First, there's the easy option: ignore it. All of the gospels were written long after the event, and the exact words must surely have been lost. Lots of bits have no doubt been added. In this case at least, I don't like this option. I'll save it for other passages which are even harder to explain and other times when I'm feeling more controversial.
Second, we could guess that there are some folk around who are really old, and will be hanging onto life somewhere out of the public eye until the last trumpet, just to fulfil Jesus' words. I don't buy it.
Third, we could look at Jesus' words a bit more carefully. He doesn't say that there are people who will still be around at the end of the world. He says that there are people who will still be alive to see that the Kingdom of God has come with power. This seems more promising, as the exact meaning will depend on what we understand by "Kingdom of God has come with power". Some suggest that it means Christ's death and resurrection. Others think it means the transfiguration, acting as a preview of the end of the world. The fact that Mark wrote about the transfiguration directly afterwards seems like a clue. I personally don't think it's actually about the transfiguration itself. I think that was just a demonstration - an eye-opener so that the apostles might see what the Kingdom is really about. Put simply, I believe that the Kingdom of God is personified in Jesus himself, and the power of the Kingdom is the same power that Christ demonstrated in both the transfiguration and the ascension.
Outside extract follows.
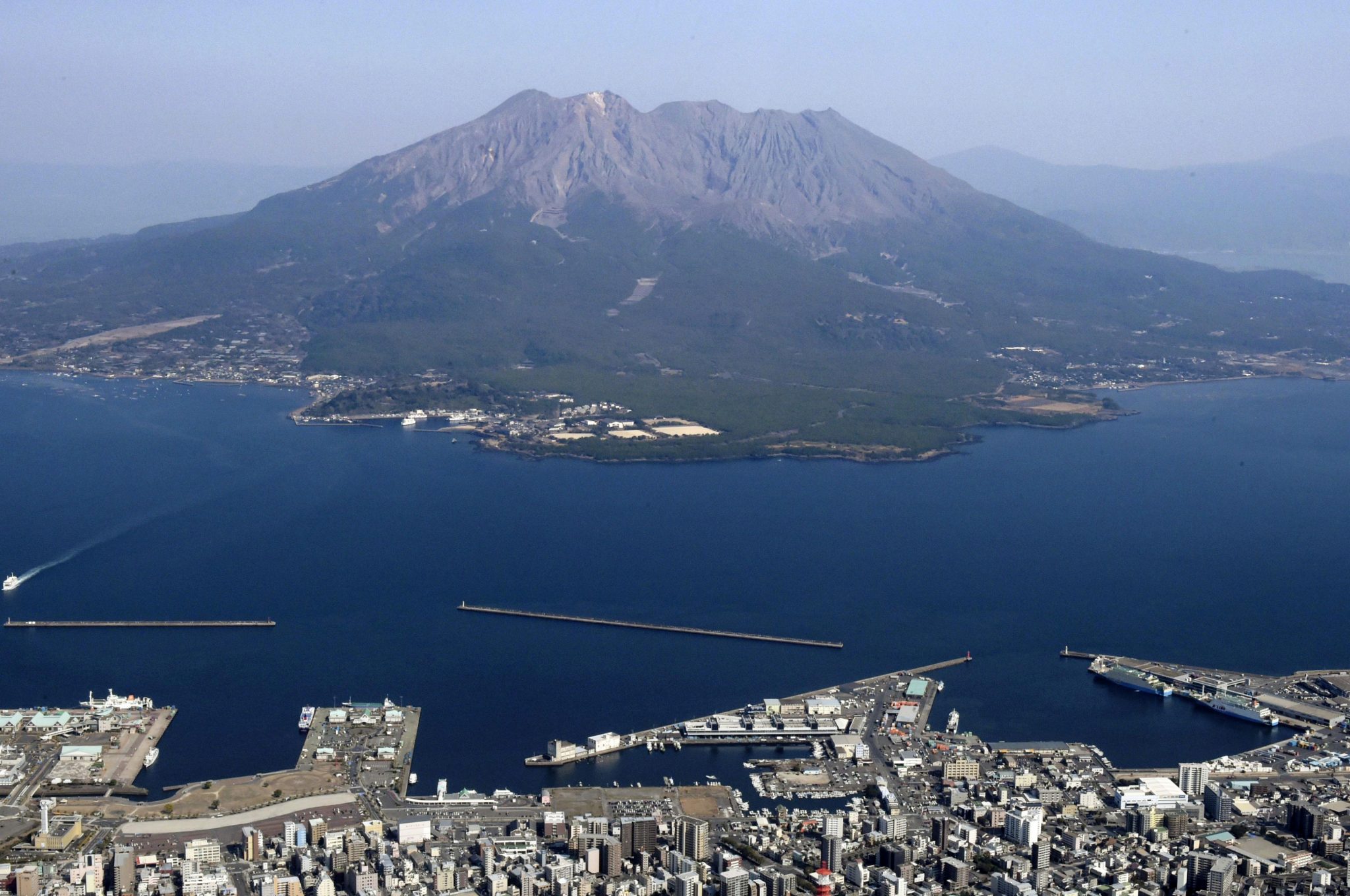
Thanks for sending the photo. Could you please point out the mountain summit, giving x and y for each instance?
(784, 278)
(765, 172)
Now, that may sound pretty odd at first, but think of it this way: imagine if everyone in the world tried to act like Jesus. Worshipping God, caring for their neighbours, serving others. Does that sound like Heaven? Not quite, maybe - but as close to Heaven as can be achieved on earth.
We have died to sin. We have been baptised with new life in Christ. We await Christ's second coming and prepare for his Glory. Alternatively: The world was in darkness. The world was given light in the form of Christ. The world is incomplete until his return.
In each case, there's a statement of a past we dislike, a statement of a present to give thanks for, and a statement of belief in a future we need to shape.
To me, ascension day is another day for recommitment. It's a day for looking forward to a glorious future and for promising to do our best to work towards that future. The apostles had to wait for Pentecost to be blessed with the Spirit - we don't. The Spirit is here among us and working through us now. We can work towards a better future today. We may not see the Kingdom of God come with his power quite as dramatically as Peter, James and John did when they saw the transfiguration, but we can see the Kingdom of God approach by building it with our own hands, given strength and guidance from above.